Hype aside, mar­ket gains add up nicely

Tasmanian Country - - THE STOCK REPORT - Alis­tair Calvert

THERE have now been four sell­ing weeks since the midyear re­cess and dur­ing that time the wool mar­ket could be de­scribed as a roller­coaster.

Over the past few weeks we have seen in­creased re­port­ing on the highs of the wool mar­ket, thanks in part to SOME mi­cron types sur­pass­ing price lev­els pre­vi­ously seen dur­ing the last wool boom in the late 1980’s.

Those who re­main com­mit­ted to the in­dus­try know that this is re­ally only one side of the story; while the price be­ing re­ceived at the mo­ment is a stark im­prove­ment on where we have been for a long time, not much is men­tioned about the in­creased cost of pro­duc­ing one kilo­gram of wool.

As is the case with any hype cre­ated around an in­dus­try, it doesn’t al­ways tell the whole story.

Back to the mar­ket, and part of the rea­son I men­tion the past four weeks in sales is so we can look at things with a lit­tle per­spec­tive.

On the first day of sell­ing this week we saw the mar­ket con­tinue to fol­low the di­rec­tion of last week, losing 20 cents to 30 cents across most cat­e­gories for the day in Melbourne.

In­ter­est­ingly, when we look at Syd­ney on the same day, su­perfine types were 40c dearer. This says more about the qual­ity of the wool on of­fer, with Syd­ney tra­di­tion­ally hav­ing a larger pro­por­tion of high­spec su­perfine types.

Fre­man­tle had the week off last week so un­for­tu­nately the West had some losses to catch up on and ended up losing 100c to 120c for the day.

In eight sell­ing days up un­til Wed­nes­day this week some of the ac­cu­mu­lated move­ments per mi­cron price guide read like this: the 17-mi­cron cat­e­gory is up 86c, 18 mi­cron up 60c, 19 mi­cron down 16c, 21 mi­cron is up 38c, 28 mi­cron up 87c and 32 mi­cron up 39c.

So while the past cou­ple of weeks have been dis­ap­point­ing, had we pre­dicted a 4 per cent gain for su­perfine lots and an 11 per cent gain for 28 mi­cron, I think most peo­ple would have been happy.

Chang­ing tack slightly, I see the role of a wool bro­ker as some­one who can de­liver mar­ket in­for­ma­tion (among other things) in a timely, unedited fash­ion to cus­tomers.

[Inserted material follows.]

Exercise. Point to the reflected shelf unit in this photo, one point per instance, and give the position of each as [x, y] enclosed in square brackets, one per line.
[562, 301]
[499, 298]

One topic that has been avoided to a point is mulesing and all that sur­rounds it. Not want­ing to dis­cuss the ben­e­fits of mulesing, that is a de­ci­sion for in­di­vid­ual farm­ers, but look­ing at how the mar­ket views wool de­clared as non­mulesed or ceased mulesing, we have re­cently done anal­y­sis to help de­ter­mine what, if any, the price pre­mium might be.

Look­ing closely at a Tas­ma­nian clip sold last week and com­par­ing that to the over­all mar­ket for the week, the price pre­mium was sig­nif­i­cant. I am not go­ing to sug­gest this will be the case go­ing for­ward, but right now there are a num­ber of ex­porters and top-mak­ers look­ing to pro­cure com­mer­cial quan­ti­ties of th­ese wools.